Shares of Calfrac Well Services (TSE:CFW) slumped Tuesday, after it reported fourth quarter results that missed views on a drop in drilling activity and weak natural gas prices, and provided a cautious outlook for the first half of 2013.
The company also announced that its annual $1.00 per share dividend will be paid quarterly beginning in March.
Calfrac’s stock fell 6.22 per cent as at about 11:15 a.m. EDT, trading at $24.58.
For the quarter that ended December 31, the specialized oilfield services provider posted net earnings of $11.2 million or 25 cents per diluted share, compared to net income of $78.9 million or $1.79 per diluted share a year earlier.
Calfrac noted that the latest quarter included a $3.8 million foreign exchange gain, compared to an unrealized foreign exchange loss of $1.0 million in the year-ago period.
Earnings before exchange gains or losses stood at $8.07 million or 18 cents per diluted share, compared to $78.38 million or $1.78 per diluted share a year earlier.
Sales came in at $367.5 million, a decrease of 25 per cent from the $490 million recorded a year earlier.
Calfrac said the decline was primarily a result of lower pricing in the U.S., combined with reduced activity in Canada and the U.S., which was due to lower overall drilling and completion activity on account of weakness in natural gas prices.
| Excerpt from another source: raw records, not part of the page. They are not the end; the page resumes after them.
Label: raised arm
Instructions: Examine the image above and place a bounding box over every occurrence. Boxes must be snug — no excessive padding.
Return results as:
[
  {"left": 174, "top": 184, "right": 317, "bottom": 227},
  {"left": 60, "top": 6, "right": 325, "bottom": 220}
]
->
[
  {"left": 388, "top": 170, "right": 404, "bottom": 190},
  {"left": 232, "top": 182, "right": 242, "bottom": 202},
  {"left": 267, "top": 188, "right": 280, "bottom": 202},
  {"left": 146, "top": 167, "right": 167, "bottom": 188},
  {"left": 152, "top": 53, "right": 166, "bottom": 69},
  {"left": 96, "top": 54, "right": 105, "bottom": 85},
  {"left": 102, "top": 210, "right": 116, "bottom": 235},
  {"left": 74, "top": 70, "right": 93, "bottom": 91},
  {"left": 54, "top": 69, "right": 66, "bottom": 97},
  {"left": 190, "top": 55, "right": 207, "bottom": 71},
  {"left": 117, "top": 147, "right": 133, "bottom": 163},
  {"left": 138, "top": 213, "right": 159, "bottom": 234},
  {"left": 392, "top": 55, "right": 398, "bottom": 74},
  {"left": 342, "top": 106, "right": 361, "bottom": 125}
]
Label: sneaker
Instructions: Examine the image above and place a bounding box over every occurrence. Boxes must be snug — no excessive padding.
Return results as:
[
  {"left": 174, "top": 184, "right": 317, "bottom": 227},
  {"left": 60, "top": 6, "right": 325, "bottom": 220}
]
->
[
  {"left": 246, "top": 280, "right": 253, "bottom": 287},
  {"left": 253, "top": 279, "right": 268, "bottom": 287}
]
The company noted that the decline in Canada and the U.S. was partially offset by “strong growth” in its Latin American operations.
Analysts polled by Thomson Reuters expected per share earnings of 31 cents on $398.06 million in sales.
Revenue from Calfrac's Canadian operations stood at $201.5 million, versus $237.2 million in the comparable period of 2011, on account of an overall decline in natural gas drilling and completions activity in the Western Canada Sedimentary Basin.
The average number of active drilling rigs in western Canada fell 28 per cent in the fourth quarter.
Calfrac's U.S. operations saw revenues fall 46 per cent to $110.0 million from $202.5 million a year earlier, mostly a result of a “significant reduction” in equipment utilization and increased pricing pressure.
In Russia, revenue fell by 21 per cent to $24.2 million from $30.7 million a year ago, due to smaller job sizes and severe winter conditions.
Calfrac’s Latin America operations, meanwhile, saw revenues rise 63 per cent to $31.7 million from $19.5 million in the year-ago quarter due to higher fracturing activity and pricing, larger job sizes and the start-up of multi-stage fracturing jobs in Mexico, it said.
Gross margin narrowed sharply to 12.4 per cent from 30.7 per cent a year ago.
Looking ahead, Calfrac said with a mild winter in North America tempering natural gas price recovery and therefore gas-related drilling, combined with a relatively stable oil-focused rig count in North America, it is taking a conservative approach to the first half of 2013.
Its 2013 capital budget has been reduced by $43.0 million to $74.0 million, of which $20.0 million is expected to be carried over into 2014.